The Albany Jail is almost certainly not about anything that could have happened to George Edwards himself, though he refrained most carefully and elaborately from saying so. Yet he was not to be outdone by any other singer, even where the theme of a lockup song came uncomfortably close to suggesting personal experience, in this instance of his father.
Harold Thompson notes another song text called The Albany Jail. It is a fragment lacking in narrative content, and it is more likely related to #169, The Delhi Jail.

The Albany Jail
As sung by George Edwards

i. Come all you good old people, listen to my rhyme
Of a gay and a galliant crowd traveled in their time;
It's of a gay and a galliant crowd that suffered a world of pain,
And little did they think to find themselves in Albany Jail.

2. 'Twas on the fourteenth of July I got so awful tight
A-taking shoats to Binghamton, I got into a fight;
The civvies and the brakesmen, with clubs they did me besail;
They marched me right straight over to the Albany Jail.

3. They took us to the squire's and they searched me through and through;
Little did they find upon me except a stump or two;
They put me under five hundred dollars; of course I could get no bail,
They marched me right straight back again to Albany Jail.
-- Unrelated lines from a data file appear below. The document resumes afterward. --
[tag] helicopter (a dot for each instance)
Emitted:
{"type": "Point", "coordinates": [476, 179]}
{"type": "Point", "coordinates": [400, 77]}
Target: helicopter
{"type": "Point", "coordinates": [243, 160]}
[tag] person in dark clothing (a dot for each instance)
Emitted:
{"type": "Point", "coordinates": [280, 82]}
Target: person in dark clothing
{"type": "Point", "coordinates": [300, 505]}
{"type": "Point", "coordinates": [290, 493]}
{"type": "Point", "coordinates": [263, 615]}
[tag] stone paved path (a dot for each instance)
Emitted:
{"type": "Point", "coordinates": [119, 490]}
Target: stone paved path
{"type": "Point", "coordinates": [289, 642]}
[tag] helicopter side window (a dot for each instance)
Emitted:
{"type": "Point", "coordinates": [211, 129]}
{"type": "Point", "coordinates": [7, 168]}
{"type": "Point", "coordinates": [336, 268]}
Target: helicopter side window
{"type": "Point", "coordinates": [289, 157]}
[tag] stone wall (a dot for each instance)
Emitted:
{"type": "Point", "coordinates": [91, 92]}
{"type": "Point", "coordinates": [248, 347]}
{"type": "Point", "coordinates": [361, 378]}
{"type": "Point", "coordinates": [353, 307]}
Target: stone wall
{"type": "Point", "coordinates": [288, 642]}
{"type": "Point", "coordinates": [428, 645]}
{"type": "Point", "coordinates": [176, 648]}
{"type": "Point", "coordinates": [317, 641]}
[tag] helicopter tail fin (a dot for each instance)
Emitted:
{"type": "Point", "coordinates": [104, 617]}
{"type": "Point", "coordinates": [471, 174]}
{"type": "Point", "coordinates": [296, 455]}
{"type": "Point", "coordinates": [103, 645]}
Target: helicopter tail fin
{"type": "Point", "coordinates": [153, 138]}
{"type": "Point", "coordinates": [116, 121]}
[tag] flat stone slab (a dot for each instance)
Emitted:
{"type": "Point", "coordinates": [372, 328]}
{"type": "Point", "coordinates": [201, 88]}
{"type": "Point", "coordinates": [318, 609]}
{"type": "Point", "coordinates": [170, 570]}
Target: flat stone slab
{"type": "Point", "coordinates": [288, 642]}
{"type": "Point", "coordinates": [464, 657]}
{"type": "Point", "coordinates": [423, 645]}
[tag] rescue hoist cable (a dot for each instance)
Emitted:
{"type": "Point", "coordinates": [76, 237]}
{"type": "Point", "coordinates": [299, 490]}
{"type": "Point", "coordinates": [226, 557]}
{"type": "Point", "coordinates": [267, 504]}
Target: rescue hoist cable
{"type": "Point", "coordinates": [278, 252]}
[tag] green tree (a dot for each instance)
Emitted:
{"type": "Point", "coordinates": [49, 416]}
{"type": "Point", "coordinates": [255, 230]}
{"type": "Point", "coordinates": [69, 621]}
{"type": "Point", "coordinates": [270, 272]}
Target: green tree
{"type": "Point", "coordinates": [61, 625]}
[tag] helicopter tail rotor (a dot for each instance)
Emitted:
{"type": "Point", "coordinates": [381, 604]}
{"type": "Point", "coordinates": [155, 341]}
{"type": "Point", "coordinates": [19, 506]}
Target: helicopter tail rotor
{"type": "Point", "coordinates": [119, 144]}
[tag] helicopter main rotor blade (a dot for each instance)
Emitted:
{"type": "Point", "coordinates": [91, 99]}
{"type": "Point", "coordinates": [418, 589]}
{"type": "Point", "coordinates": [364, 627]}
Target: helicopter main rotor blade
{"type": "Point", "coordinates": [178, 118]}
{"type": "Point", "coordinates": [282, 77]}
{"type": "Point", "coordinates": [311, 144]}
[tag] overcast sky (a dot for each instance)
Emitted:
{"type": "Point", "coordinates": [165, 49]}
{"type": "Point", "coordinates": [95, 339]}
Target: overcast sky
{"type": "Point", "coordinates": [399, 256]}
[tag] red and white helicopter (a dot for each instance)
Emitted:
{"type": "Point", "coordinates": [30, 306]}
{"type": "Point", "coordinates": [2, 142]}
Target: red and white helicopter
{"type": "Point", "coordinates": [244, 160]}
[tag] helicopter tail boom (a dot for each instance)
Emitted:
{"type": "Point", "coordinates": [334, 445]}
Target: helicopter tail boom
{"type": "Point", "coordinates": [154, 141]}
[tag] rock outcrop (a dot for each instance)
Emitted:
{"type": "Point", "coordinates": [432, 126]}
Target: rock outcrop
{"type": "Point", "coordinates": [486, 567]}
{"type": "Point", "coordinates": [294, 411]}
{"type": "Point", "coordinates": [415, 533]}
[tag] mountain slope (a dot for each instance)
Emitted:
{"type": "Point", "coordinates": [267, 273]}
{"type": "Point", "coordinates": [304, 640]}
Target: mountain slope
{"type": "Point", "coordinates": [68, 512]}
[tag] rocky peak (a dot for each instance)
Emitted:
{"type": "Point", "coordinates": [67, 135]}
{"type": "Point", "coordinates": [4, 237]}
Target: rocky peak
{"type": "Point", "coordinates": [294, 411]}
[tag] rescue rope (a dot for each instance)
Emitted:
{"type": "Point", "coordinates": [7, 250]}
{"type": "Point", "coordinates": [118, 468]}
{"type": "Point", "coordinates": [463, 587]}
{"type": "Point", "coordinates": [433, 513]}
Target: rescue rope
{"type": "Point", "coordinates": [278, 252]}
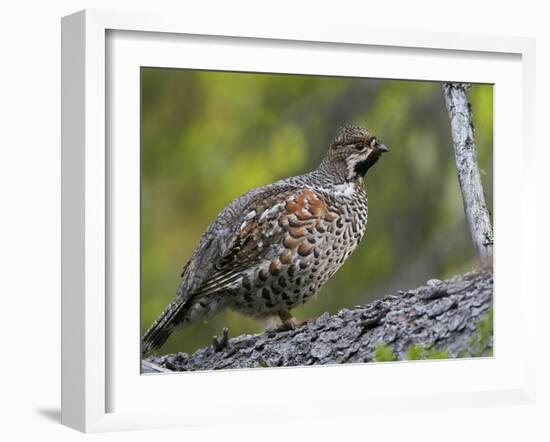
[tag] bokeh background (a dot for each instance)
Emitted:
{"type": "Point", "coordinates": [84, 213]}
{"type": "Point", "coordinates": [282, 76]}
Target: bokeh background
{"type": "Point", "coordinates": [208, 137]}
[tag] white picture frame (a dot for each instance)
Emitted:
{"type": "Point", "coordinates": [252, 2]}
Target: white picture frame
{"type": "Point", "coordinates": [94, 364]}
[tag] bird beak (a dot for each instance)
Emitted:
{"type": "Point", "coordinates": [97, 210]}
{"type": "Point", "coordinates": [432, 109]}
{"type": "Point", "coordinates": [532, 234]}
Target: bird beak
{"type": "Point", "coordinates": [382, 148]}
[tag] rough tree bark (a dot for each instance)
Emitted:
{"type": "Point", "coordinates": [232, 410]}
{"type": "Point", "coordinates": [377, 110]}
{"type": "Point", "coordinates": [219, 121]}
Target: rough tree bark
{"type": "Point", "coordinates": [441, 315]}
{"type": "Point", "coordinates": [475, 208]}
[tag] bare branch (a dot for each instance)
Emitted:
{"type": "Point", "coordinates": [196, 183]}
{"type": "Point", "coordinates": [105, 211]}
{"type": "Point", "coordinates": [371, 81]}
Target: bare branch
{"type": "Point", "coordinates": [441, 316]}
{"type": "Point", "coordinates": [477, 214]}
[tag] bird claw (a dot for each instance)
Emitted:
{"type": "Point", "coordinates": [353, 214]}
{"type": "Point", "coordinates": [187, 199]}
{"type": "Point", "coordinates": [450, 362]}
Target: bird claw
{"type": "Point", "coordinates": [219, 343]}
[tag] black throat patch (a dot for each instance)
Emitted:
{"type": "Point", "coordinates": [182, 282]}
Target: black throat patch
{"type": "Point", "coordinates": [362, 167]}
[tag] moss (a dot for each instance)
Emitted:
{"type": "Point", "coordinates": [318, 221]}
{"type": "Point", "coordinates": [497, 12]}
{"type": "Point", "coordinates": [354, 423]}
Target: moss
{"type": "Point", "coordinates": [417, 352]}
{"type": "Point", "coordinates": [384, 353]}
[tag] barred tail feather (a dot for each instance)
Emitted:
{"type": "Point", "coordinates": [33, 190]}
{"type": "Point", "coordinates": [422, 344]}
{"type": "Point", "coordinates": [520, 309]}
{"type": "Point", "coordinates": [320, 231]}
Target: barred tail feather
{"type": "Point", "coordinates": [163, 327]}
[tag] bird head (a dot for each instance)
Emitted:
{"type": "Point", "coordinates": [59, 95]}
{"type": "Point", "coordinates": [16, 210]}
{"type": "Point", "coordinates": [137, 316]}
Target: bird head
{"type": "Point", "coordinates": [354, 151]}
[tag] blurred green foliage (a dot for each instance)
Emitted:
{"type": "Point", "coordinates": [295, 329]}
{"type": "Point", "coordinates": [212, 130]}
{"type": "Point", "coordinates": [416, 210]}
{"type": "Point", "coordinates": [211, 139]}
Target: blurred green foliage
{"type": "Point", "coordinates": [208, 137]}
{"type": "Point", "coordinates": [384, 353]}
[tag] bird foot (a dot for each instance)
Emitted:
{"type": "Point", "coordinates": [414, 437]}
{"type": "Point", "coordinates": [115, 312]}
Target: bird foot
{"type": "Point", "coordinates": [219, 343]}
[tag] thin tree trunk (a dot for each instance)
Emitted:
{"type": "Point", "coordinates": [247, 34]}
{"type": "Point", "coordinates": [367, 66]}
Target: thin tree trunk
{"type": "Point", "coordinates": [475, 208]}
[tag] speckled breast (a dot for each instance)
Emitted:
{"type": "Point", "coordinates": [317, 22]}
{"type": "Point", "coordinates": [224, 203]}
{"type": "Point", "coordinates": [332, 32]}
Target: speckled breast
{"type": "Point", "coordinates": [309, 236]}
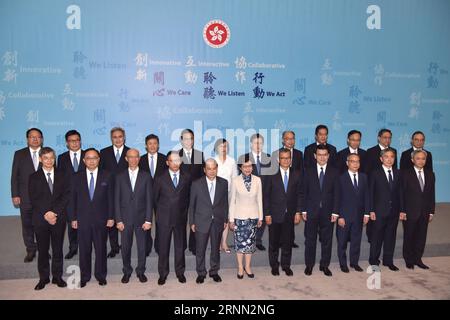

4. They put me in the cell, it was on the second floor;
When I wanted anything, I'd rap upon the door;
When the bread'd come around, I'd shove out my little pail
To get my bootleg coffee in Albany Jail.

s. Every Sunday's morning they'd open the outside door:
listened to the preacher until my ears got sore;
I listened to the girl that played onto her pianner:
I took another distance from Albany Jail.